Saturday, December 31, 2011

December 31, 2011

Well, here we are again – the end of an old year, the beginning of a new.  As it has in the past, the column takes note today of some people we lost during the old year and whom we'll miss in the new.

Geraldine Ferraro died, a woman of charm and intelligence who proved you don't have to be mean to be in politics.

My personal list of those I'll miss starts with Andy Rooney, the longtime commentator for CBS' 60 Minutes.  "I want to do this forever," Andy used to say.  If there are gods and if they are kind, there is a corner somewhere in the afterlife where with a typewriter, a microphone and maybe a baggy tweed jacket we shared one year, he's doing just that.

On the Republican side Betty Ford, a remarkable woman who, among her many accomplishments, proved exactly the same thing.

Journalism lost David Broder, a reporter who covered politics.  I had the same beat for a number of years and would have to say he was the best I ever saw.  He probably knew more county chairmen by their first names than any reporter in America.  Good night, David.

Those of us who covered politics will miss Sargent Shriver, a principled man whose greatest public legacy would be his stewardship of the Peace Corps.

Elizabeth Taylor died.  She led such a turbulent life – multiple marriages, illnesses, tragedies, lots of movies which made lots of money.  It's hard to know what to say about her because she transcended so many of our ideas about what is possible for one person, however gifted, to achieve.  It's a life I really cannot imagine.  Nor could I imagine that the legend of her violet eyes was true until I saw them.
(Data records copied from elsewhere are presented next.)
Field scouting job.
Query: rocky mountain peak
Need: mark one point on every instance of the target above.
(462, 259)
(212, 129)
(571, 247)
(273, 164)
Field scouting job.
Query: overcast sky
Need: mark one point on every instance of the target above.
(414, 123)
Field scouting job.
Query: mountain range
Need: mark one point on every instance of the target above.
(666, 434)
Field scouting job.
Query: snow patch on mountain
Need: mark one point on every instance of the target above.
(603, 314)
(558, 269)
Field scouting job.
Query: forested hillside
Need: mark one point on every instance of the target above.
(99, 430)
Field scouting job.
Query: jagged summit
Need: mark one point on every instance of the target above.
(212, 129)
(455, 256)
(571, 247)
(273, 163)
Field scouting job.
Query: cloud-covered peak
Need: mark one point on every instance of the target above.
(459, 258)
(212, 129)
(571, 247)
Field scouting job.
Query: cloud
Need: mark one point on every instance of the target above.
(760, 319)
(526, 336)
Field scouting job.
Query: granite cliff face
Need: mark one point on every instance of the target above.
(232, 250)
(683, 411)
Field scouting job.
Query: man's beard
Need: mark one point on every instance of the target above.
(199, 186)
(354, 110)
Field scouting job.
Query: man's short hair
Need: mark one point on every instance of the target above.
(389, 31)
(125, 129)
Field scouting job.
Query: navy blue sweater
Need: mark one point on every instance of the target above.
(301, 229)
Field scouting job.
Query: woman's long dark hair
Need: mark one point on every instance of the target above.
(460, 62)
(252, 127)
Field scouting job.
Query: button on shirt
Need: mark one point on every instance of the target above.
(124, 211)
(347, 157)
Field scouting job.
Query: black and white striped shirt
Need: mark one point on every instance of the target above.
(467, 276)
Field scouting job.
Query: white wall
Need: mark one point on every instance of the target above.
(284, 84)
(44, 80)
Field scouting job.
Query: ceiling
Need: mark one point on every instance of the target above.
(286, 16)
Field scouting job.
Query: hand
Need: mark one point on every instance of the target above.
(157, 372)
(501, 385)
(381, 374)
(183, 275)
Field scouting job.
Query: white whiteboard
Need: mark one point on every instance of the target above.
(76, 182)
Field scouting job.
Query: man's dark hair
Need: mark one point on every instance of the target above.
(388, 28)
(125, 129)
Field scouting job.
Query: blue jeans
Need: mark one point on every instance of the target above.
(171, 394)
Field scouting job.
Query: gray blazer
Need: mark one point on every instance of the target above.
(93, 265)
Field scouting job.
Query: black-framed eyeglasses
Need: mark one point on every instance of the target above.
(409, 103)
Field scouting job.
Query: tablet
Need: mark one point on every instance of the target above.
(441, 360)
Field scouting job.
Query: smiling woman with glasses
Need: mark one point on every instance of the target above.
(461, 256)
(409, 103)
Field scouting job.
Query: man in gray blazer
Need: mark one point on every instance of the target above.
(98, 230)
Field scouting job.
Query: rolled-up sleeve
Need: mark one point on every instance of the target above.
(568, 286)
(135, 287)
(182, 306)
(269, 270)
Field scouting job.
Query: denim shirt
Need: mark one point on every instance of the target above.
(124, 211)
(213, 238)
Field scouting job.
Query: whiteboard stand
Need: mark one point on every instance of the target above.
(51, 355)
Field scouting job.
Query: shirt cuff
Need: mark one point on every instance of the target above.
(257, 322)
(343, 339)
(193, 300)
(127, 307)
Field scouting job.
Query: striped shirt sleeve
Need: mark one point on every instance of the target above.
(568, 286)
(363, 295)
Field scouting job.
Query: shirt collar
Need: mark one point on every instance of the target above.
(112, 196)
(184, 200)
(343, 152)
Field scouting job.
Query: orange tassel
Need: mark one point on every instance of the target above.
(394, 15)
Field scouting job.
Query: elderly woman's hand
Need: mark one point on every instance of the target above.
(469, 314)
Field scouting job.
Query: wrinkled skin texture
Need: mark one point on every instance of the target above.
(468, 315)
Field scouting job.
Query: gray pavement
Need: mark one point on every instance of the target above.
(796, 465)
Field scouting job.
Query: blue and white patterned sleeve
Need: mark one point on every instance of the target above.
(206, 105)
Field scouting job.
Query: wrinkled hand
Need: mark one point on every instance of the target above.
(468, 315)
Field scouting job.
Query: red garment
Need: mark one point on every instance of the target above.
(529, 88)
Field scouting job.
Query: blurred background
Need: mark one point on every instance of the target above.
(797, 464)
There are three who died this year I will not miss-- North Korea's Kim Jong Il,  Libya's Muammar Qaddafi and, of course, Osama bin Laden.  All three were dictators in one way or another in stark contrast to another international loss:  Vaclav Havel of Czechoslovakia/the Czech Republic, who emphatically was not.  He believed in and fought for democracy.  The world is a better place for the deaths of three;  better, for the life of one.